Deep Designs Commemorative Publication for Royal Hospital Chelsea

Deep Designs Commemorative Publication for Royal Hospital Chelsea

Deep recently collaborated with the Royal Hospital Chelsea to commemorate the 75th Anniversary of D-Day by telling the stories of Chelsea Pensioners who fought there. The commemorative publication includes new, intimate portraits of four Chelsea Pensioners, which aim to capture a sense of reflection and contemplation over their personal experiences. Each portrait is accompanied by a story of D-Day, told in the words of the individual photographed. These personal recollections emphasize the real human impact of what happened on June 6, 1944.

"As such a monumental, historical event, D-Day can often be difficult to comprehend," said Grant Bowden, Creative Director at Deep. "Our goal for this project was to tell an intimate, sensitive story and led by the individuals who experienced it first-hand. We really wanted to communicate the human element, telling their personal stories and recollections."

The process began with portraiture sessions of the four individuals. High contrast lighting was used to expose every fine line and pore, highlighting the lives and experiences of each veteran, and to capture a sense of contemplation in the photographs.

"Throughout the publication, we also used archival imagery taken during the Normandy invasion," added Matt Shelley, Design Director at Deep. "We wanted the reader to feel like they were there and that these were normal people with families and ordinary jobs at home. I was particularly fascinated by Frank Mouqué's story. He is an ordinary looking man who was caught in an extraordinary situation."
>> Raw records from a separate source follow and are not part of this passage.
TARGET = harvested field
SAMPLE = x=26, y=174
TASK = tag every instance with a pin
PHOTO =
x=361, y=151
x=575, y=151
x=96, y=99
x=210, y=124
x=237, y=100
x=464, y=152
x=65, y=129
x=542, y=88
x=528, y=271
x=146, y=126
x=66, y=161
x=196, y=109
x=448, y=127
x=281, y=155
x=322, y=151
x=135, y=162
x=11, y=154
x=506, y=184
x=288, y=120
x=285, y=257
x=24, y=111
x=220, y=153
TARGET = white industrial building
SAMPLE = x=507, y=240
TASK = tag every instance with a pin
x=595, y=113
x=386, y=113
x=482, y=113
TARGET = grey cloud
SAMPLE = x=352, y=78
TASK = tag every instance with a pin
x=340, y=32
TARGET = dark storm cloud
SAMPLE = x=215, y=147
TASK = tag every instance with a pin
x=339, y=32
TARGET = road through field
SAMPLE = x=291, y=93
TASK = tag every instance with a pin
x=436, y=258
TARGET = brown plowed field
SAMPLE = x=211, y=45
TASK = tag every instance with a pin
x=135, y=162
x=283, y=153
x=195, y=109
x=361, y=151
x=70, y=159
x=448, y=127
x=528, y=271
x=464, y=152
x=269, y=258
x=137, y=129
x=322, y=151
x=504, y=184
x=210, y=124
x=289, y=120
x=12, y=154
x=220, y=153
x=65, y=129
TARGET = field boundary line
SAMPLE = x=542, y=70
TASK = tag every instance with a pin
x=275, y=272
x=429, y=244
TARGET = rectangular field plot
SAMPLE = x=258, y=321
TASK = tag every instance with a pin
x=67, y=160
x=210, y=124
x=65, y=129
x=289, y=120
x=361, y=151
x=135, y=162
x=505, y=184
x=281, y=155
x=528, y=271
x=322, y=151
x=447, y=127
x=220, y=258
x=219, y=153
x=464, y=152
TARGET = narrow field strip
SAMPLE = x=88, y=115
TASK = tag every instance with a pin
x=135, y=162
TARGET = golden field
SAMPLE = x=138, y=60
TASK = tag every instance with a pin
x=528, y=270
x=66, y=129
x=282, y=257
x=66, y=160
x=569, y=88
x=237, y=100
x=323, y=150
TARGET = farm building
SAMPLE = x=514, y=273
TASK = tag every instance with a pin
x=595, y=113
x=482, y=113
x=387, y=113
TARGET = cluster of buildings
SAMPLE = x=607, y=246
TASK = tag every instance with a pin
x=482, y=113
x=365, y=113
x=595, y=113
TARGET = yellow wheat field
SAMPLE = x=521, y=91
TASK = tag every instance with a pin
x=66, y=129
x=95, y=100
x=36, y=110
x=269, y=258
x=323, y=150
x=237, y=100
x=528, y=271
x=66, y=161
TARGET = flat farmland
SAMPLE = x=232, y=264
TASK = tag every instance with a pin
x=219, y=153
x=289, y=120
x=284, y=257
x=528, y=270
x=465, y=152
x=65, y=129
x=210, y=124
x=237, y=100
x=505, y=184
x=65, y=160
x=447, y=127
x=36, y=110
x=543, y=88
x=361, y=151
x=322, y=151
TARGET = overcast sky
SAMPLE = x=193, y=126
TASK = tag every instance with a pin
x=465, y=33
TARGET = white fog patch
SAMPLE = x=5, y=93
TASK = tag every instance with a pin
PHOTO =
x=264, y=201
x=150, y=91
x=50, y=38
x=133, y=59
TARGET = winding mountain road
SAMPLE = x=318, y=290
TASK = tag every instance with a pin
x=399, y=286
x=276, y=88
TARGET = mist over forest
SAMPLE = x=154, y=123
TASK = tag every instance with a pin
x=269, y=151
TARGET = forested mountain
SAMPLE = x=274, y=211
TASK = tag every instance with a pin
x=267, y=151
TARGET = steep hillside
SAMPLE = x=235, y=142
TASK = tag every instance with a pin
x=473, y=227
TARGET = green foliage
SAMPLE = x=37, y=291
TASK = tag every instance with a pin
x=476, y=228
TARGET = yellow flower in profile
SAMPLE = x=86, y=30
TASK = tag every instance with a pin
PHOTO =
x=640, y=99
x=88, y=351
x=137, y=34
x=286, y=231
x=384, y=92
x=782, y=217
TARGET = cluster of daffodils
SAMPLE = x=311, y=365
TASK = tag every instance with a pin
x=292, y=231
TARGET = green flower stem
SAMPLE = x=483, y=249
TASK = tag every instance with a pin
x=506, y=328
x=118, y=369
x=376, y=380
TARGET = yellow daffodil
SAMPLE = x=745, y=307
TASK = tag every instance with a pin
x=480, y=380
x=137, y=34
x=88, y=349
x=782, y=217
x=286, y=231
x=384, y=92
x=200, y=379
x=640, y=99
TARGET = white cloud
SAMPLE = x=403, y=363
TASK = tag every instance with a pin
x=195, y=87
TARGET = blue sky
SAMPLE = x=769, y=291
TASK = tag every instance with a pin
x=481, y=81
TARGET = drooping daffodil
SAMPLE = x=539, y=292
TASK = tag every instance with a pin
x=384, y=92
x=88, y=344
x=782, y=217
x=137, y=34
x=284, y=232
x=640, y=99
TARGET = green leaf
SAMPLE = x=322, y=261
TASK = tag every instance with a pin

When creating the publication, Deep aimed to reflect the time period of D-Day to bring a sense of authenticity. The portraits are displayed in black and white, and the team replicated hand printing techniques for the metallic lettering and textures on each page. The typography is also designed to look haphazard and rough around the edges, similar to the writing and stamps seen on army ID cards from that time.